Fast cars, smooth talking

Selling BMWs for a living requires plenty of people skills, negotiation techniques and relationship management – but driving a fast car is a perk.  Alex Brooks talks to Bib Stillwell BMW Special Vehicles Manager Jason Smith for ninemsn’s careers section.

BMW profile.

Former law student Jason Smith has the gift of the gab. At 19, he was working in hospitality when one of the hotel’s best clients suggested he sell cars in her dealership.

“I gave it a go and loved it – law went out the window from that day on,” he says. “I enjoy the challenge of the chase and 15 years later, the chase is still there for me.”

“Selling cars is all about establishing someone’s needs. From then on, it’s fun and you think outside the square to offer a solution to any objection they have. You have to be able to read people and understand them. Some deals are orchestrated events that take years to come off,” he says.

“I had one guy who was a Mercedes Benz driver. I really wanted to convert him into a BMW driver and I lent him a car, but he went and bought another Merc. Six months later, I called him up and asked if he was enjoying his Merc. I rang him again six months later and again six months later – that time the Mercedes dealership service crew had upset the guy. Now he’s driving a $130,000 5 series BMW.”

Smith also drives a 5 series BMW, provided by his dealership as one of the perks of his job. “I’ve had three cars in the last two months. It makes it interesting driving home each day,” he says. “There’s not a chance I eat or drink in that car – it has to be in showroom condition at all times.”

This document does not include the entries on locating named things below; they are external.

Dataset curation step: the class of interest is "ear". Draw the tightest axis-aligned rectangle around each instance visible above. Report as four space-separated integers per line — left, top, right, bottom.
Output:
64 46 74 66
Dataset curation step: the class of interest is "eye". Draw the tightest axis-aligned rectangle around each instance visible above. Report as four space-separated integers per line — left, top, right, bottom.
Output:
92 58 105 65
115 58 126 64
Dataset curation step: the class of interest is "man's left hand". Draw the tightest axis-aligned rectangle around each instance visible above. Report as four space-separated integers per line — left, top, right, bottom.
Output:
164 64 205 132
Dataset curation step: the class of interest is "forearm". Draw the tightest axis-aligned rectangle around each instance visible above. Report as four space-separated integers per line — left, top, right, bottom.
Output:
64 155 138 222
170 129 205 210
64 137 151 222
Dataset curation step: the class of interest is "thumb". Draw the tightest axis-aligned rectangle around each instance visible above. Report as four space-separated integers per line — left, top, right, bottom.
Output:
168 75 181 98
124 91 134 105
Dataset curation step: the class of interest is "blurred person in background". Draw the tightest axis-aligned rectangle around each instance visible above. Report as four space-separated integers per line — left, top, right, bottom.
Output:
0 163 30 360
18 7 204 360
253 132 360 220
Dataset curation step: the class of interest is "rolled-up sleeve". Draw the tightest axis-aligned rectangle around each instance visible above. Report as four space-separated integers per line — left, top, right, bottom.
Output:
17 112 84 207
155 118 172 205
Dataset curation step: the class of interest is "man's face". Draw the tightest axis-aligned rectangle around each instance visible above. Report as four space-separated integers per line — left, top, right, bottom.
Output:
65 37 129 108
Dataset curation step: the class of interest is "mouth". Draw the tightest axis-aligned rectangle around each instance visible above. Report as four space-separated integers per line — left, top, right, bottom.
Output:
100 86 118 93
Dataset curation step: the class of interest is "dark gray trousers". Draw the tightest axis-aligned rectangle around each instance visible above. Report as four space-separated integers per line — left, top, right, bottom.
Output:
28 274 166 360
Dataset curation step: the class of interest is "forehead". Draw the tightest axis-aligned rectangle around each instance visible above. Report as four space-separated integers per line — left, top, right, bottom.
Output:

Smith has sold cars in West Australia and the Northern Territory before working for BMW in Melbourne, where he sells high-end cars that retail for more than $200,000. He works in a slick South Yarra showroom, wears a suit and tie every day and aims to sell 36 cars a year.

Car sales professionals are paid a retainer and a monthly commission, which is usually based on the percentage of retained profit on each car they sell. Smith works an 11-day fortnight, but plenty of car sales professionals work six days a week.

“If you have a month where you only take home retainer, it can be really lean,” he says. “Most BMW consultants earn at least $70,000-plus, no problem, but to earn over $100K is very achievable.”


  • BMW trains all its sales consultants and requires them to wear suits and ties at all times.
  • The sales profession has changed during the last five years, according to Smith – “It’s more about forming relationships than trying to sell something. A customer won’t buy unless there is a win for them. It’s the sales person’s role to create that win-win.”
  • Car sales consultants are usually paid a retainer and a commission, which is based on retained profit of each car sold. They are also given a dealership car to drive.